China Private Investment Softens, But Not as Much as Official Data Suggest
But the figure exaggerates the slowdown in private investment in 2016. The reason is that the data for private companies is actually for a category called minjian (民间). While the Chinese authorities translate this as private, it is an aggregate that includes not only private firms but also firms of other types of ownership; indeed it includes just about everything but state and foreign companies.
The surge in state investment in the first half of this year appears in part to be the result of the government’s intervention in the stock market in the summer of 2015. In an effort to slow the rout in the market, the government intervened to the tune of RMB1 trillion or more. In the process the state became the dominant or controlling shareholder in companies that previously were not state controlled. The Ministry of Finance in its monthly report on state-owned enterprises for September showed an unusually large jump in the assets of state companies and explained in its subsequent monthly report covering October that this jump was the result of an increase in state shareholding in some companies that pushed these companies into the state ownership category. But the NBS waited until January this year to reflect these ownership changes in its monthly investment data. So the surge in investment by state companies this year is real, but the data are not completely comparable with earlier data since they include investment by firms that have recently migrated into the state ownership category.2
The surge in the share of infrastructure investment, which reached an all-time high in the first half of this year and is mostly undertaken by the state, also contributed to the rising share of state investment in the first half of this year.
To clear up the confusion surrounding this issue, figure 2 examines the share of investment undertaken by private and privately-controlled companies.3 This figure reflects a gradual but sustained rise in the private share from 2006 (the first year these data are available) through 2011, meaning that the growth of private investment in those years was well above average.
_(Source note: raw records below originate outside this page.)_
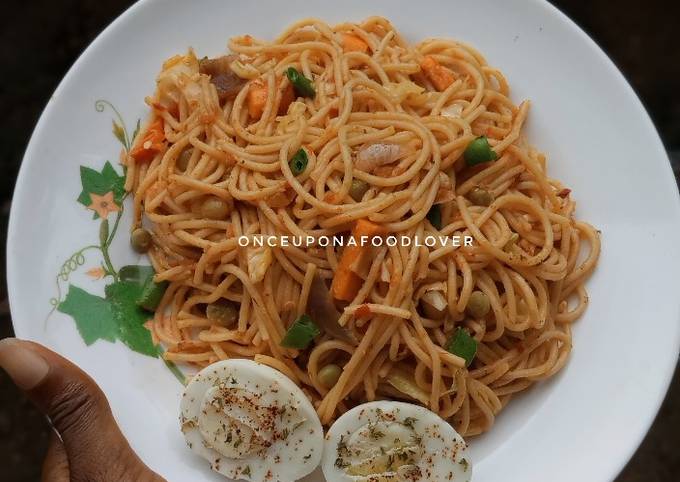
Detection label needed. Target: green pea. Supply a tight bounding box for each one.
[463,136,498,166]
[176,147,194,172]
[318,363,342,390]
[288,148,309,176]
[465,290,491,319]
[205,300,238,327]
[286,67,316,99]
[349,179,368,202]
[130,228,151,253]
[201,196,230,219]
[468,187,493,206]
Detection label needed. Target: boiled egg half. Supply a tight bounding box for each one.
[322,401,472,482]
[180,360,323,482]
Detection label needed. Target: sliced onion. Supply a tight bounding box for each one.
[156,50,200,107]
[229,59,260,80]
[386,80,425,103]
[355,142,406,172]
[385,369,430,405]
[247,246,273,283]
[441,102,463,119]
[434,172,456,204]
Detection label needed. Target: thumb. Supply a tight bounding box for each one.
[0,338,161,480]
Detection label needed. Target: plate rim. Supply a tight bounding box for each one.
[5,0,680,480]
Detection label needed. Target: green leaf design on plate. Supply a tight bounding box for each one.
[105,281,160,357]
[57,285,118,346]
[57,266,161,357]
[78,161,125,219]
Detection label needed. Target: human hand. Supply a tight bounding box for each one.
[0,338,164,482]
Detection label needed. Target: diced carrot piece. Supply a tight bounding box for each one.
[130,117,165,161]
[420,55,456,91]
[342,33,368,53]
[331,219,387,301]
[354,303,371,318]
[248,79,268,119]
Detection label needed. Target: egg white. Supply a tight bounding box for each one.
[180,359,323,482]
[322,401,472,482]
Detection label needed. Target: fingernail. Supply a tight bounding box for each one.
[0,338,50,390]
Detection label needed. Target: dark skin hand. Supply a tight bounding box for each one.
[0,338,165,482]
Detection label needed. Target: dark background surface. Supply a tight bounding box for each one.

But after 2011 the curve flattens out quite a bit, and in the first six months of this year, the private share actually declined slightly, the first decline in the decade for which these data are available.
Note: Data for 2015 and the first half of 2016 are estimated on the assumption that the growth of investment by registered private firms continues to be a good proxy for the growth of investment by the universe of registered private firms and privately-controlled firms. If a significant number of privately-controlled listed companies migrated to state ownership in 2015, the figure overstates the share of private investment in 2016.
In sum, the growth of private investment was strong through 2011, began to moderate starting in 2012, and in the first half of this year fell below the growth of overall investment. Answering the question of whether this is a result of either weak demand for products in sectors that have been opened most fully to private investment or credit and other state policies that have crowded out private investment will require more research.
1. State investment includes two components. The first is by state enterprises, which includes traditional state-owned companies; state-owned companies that have been converted to a corporate form of ownership, typically a limited liability or joint stock company, in which the state is the sole, majority, or dominant owner; companies, including joint ventures, in which the state and a nonstate firm or individual each contribute 50 percent of a firms’ capital; and consultatively state-controlled companies in which the state capital contribution is less than that of one or more other shareholders but in which the state exercises control by virtue of agreement with the other shareholders or capital contributors. State investment also includes investment by government administrative units (行政单位) and public institutions (事业单位).
2. The migration of firms into the state category may account for about one-quarter of the increase in state investment in the first half of this year.
3. This includes investment by registered private companies as well as investment by limited liability companies and joint stock companies where the sole, majority, or dominant owner is private.